You might have Nothing and Missing in one column?

This is not supported. Can you describe your use case? I can add support if needed.

Do you think you can print the column types of all your columns? Like

println.(typeof.(eachcol(df)))
xiaodaigh commented 4 years ago

If the issue is that the column contains nothing and missing then it does not support and I don't see a good reason to support it.

If you have a good use-case for it, then please reopen and describe the use-case. Otherwise, I will close for now.

ym-han commented 4 years ago

These are the dfs I tried out. I added the file tree code just in case I had done something wrong there:

`df1 = FileTrees.get(files(test)[1])
1×11 DataFrame. Omitted printing of 11 columns │ Row │ │ │ ├────┼ │ 1 │

julia> df3 = FileTrees.get(files(test)[3])
14×11 DataFrame. Omitted printing of 11 columns │ Row │ │ │ ├────┼ │ 1 │ │ 2 │ │ 3 │ │ 4 │ │ 5 │ │ 6 │ │ 7 │ │ 8 │ │ 9 │ │ 10 │ │ 11 │ │ 12 │ │ 13 │ │ 14 │

julia> df2 = FileTrees.get(files(test)[2])
8×11 DataFrame. Omitted printing of 11 columns │ Row │ │ │ ├─────┼ │ 1 │ │ 2 │ │ 3 │ │ 4 │ │ 5 │ │ 6 │ │ 7 │ │ 8 │

julia> println.(typeof.(eachcol(df1)))
Array{String,1} Array{String,1} Array{String,1} Array{String,1} Array{String,1} Array{Int64,1} Array{Int64,1} Array{Float64,1} Array{String,1} Array{String,1} Array{String,1} 11-element Array{Nothing,1}: nothing nothing nothing nothing nothing nothing nothing nothing nothing nothing nothing

julia> println.(typeof.(eachcol(df2)))
Array{String,1} Array{String,1} Array{String,1} Array{String,1} Array{String,1} Array{Int64,1} Array{Int64,1} Array{Float64,1} Array{Any,1} Array{String,1} Array{String,1} 11-element Array{Nothing,1}: nothing nothing nothing nothing nothing nothing nothing nothing nothing nothing nothing

julia> println.(typeof.(eachcol(df3)))
Array{String,1} Array{String,1} Array{String,1} Array{String,1} Array{String,1} Array{Int64,1} Array{Int64,1} Array{Float64,1} Array{Array{Set{Tuple{String,String}},1},1} Array{String,1} Array{String,1} 11-element Array{Nothing,1}: nothing nothing nothing nothing nothing nothing nothing nothing nothing nothing nothing`

ym-han commented 4 years ago

OK after some testing, I'm pretty sure it's the col with the type Array{Array{Set{Tuple{String,String}},1},1} that's causing the issue.

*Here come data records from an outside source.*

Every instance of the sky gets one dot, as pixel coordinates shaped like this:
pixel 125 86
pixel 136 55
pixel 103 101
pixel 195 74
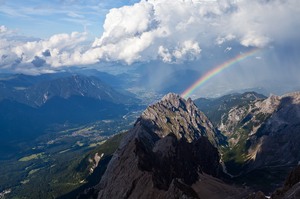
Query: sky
pixel 46 36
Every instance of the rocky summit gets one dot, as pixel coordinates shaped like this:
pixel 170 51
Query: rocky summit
pixel 169 153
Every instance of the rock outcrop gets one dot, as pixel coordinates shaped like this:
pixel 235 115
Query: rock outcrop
pixel 169 153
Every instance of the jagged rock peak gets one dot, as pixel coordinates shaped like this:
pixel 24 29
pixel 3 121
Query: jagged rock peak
pixel 174 114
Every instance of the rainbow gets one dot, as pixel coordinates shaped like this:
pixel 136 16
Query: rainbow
pixel 216 70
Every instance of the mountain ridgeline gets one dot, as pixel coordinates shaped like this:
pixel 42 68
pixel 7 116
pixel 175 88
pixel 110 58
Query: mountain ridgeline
pixel 171 152
pixel 174 151
pixel 32 104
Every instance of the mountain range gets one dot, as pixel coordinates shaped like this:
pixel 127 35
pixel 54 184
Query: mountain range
pixel 33 105
pixel 174 151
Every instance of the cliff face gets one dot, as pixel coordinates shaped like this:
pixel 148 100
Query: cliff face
pixel 166 155
pixel 264 132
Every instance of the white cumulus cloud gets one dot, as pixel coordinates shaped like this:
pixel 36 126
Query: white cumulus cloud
pixel 173 31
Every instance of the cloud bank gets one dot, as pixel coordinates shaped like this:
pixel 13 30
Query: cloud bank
pixel 172 31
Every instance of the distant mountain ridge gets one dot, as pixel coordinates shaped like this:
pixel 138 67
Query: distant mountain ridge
pixel 31 104
pixel 37 94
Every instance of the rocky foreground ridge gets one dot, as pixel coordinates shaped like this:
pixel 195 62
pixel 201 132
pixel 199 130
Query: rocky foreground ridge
pixel 170 153
pixel 174 151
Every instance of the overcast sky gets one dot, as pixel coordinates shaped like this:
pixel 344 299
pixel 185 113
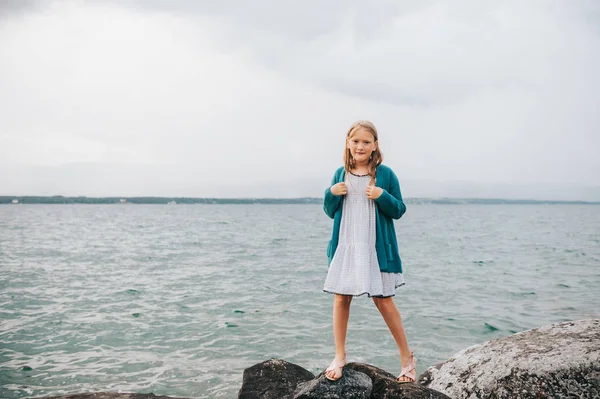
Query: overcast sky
pixel 254 98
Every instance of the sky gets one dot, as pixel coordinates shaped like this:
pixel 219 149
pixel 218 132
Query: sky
pixel 236 99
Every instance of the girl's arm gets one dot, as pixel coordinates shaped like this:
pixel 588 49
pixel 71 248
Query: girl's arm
pixel 331 202
pixel 390 202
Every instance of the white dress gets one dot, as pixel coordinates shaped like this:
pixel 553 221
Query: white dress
pixel 354 269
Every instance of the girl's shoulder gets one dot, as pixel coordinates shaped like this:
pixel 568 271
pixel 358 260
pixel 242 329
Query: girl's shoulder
pixel 384 169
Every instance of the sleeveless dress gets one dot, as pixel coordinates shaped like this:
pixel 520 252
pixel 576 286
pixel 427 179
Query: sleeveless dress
pixel 354 269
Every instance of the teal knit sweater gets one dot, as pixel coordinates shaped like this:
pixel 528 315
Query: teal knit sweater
pixel 389 206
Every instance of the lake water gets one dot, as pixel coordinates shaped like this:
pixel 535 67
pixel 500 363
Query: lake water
pixel 178 299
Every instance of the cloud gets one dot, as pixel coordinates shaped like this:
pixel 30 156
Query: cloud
pixel 489 92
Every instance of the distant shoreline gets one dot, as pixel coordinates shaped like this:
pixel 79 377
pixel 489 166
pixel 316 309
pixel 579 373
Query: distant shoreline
pixel 59 199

xiaodaigh commented 4 years ago

Array{Array{Set{Tuple{String,String}},1},1}

It's not really possible for JDF to support all types and be a cross-language format. So that format won't be supported.

For now you need to convert them to a type supported by JDF. You can find a list of supported type in the front page of this repo.

I would need to work on better error messages(#49) and better instructions for dealing with these (#50).